Yesterday, like always, while I was making a line to take a bus on Altamira square, a corner took my attention.The square has remain as an opposition icon for a lot of reasons but mainly because it has been the scenery of many demonstrations, fights, killings during the last few years and this corner proof it: a trash can serves as a grave, and around it with shark and then paint; someone made the shape of a body, the body of a woman who was killed right there on 2004. She was at an opposition demonstration placed in that square when a few members of the Bolivarian circles (Chavez supporters, the Bolivarian Circles doesn’t exists anymore I think, they have other names or some people suspect they are part of the police or the military; but that’s just a suspect) passed by in their motorcycles and shoot at the people.
I was at home at that moment, watching TV. The news passed the exact minute when she was killed, and some people running and holding her body. It impressed me in the most dramatic way because the woman was just a little bit older than my mom and pretty much alike. And my mom was at that protest. I immediately jumped off my seat, took the phone and called her ordering her to come back home. She was at the back of the square, I can’t remember if she heard the shootings but she asked me to “calm down and don’t over react” – “But mom” – I screamed- “They just killed a woman who looks like you”.
I have heard that the husband has the responsibility of keeping the shape at that square intact.

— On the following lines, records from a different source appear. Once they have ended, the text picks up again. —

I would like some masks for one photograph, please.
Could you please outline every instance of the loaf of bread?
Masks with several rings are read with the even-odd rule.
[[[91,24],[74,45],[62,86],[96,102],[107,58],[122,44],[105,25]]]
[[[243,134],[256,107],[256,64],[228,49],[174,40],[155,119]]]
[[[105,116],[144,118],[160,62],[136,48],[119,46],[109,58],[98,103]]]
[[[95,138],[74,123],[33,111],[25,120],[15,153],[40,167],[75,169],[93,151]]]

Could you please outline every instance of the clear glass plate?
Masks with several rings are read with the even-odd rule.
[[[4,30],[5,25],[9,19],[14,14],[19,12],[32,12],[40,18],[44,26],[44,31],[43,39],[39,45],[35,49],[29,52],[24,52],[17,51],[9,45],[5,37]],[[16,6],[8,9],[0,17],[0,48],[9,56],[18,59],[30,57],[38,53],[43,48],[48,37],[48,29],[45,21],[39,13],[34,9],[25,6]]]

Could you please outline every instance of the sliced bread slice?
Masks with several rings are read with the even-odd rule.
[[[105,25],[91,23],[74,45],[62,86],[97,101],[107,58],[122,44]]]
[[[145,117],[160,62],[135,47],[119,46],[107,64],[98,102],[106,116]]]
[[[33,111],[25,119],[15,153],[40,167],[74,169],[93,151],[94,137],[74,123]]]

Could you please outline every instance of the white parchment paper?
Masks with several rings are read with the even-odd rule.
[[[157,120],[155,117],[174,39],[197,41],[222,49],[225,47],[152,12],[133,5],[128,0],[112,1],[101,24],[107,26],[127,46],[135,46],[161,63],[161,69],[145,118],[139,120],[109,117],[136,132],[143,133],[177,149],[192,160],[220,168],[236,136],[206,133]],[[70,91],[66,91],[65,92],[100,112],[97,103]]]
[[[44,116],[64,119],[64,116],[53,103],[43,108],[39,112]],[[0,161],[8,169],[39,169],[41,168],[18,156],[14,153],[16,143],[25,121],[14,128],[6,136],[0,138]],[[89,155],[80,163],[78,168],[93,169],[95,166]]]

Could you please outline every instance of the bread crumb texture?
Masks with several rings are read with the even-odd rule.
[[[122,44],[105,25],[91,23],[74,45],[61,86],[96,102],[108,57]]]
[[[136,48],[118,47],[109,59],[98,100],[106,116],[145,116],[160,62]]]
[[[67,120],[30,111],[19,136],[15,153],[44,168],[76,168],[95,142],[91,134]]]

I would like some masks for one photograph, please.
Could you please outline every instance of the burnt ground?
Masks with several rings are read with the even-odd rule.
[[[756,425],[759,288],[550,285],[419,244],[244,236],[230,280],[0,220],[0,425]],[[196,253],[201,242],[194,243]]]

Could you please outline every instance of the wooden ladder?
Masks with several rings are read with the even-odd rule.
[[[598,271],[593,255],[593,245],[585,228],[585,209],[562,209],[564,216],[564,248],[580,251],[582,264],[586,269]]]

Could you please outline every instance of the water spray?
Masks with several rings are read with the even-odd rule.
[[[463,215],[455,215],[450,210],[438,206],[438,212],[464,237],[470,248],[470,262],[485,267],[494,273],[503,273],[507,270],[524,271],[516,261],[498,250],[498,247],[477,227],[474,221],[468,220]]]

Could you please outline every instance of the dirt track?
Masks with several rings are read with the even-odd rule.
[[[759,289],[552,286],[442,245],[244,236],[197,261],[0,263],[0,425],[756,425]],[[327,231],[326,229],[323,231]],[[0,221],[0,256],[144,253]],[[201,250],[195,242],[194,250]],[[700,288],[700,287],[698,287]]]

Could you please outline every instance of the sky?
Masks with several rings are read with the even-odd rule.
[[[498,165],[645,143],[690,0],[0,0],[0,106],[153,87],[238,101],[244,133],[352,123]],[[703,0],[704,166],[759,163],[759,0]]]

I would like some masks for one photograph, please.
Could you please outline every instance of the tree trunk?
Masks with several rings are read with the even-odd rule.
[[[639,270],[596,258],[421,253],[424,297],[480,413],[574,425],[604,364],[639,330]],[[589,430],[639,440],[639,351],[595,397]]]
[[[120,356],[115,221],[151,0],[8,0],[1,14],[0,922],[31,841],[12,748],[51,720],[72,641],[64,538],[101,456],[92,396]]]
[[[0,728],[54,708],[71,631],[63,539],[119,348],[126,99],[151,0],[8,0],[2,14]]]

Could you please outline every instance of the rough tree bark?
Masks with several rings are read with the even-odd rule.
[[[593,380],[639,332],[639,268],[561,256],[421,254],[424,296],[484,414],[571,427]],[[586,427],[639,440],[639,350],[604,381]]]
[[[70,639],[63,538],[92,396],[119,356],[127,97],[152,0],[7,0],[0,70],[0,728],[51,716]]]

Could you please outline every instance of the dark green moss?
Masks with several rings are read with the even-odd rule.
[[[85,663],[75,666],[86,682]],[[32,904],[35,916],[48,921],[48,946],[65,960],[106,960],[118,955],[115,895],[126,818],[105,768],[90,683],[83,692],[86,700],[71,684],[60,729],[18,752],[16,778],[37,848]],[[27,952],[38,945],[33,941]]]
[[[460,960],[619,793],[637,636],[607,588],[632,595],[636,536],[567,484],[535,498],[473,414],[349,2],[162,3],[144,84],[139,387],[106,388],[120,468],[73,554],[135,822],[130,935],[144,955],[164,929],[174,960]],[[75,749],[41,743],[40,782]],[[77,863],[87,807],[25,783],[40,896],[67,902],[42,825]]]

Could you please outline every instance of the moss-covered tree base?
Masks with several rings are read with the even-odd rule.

And since I have to go to that place a lot, I have seen that small piece of pain and history many, many times. But until yesterday as far as I can tell, I have never seen before someone walking upon the shape. It was like a sacred place, like a grave indeed, no one dares to put a foot on it, I think. I was wrong. While the bus waiting kept longer and longer I saw at least 5 people just walking by, stepping on that memory like it was nothing. A man with very deep eyes developed the tendency of looking with a very rough face, every time that someone just walked on the shape. And then he looked at me and turned his head down like saying “Yes, you have the same look, the same sad look of someone who can’t forget while the others just passed by and move on with their lives”.
PD: About the picture, This is the corner I'm talking about, I took the picture two years ago (2005) during the aniversary of those events, that explains the flowers. The shape remains the same.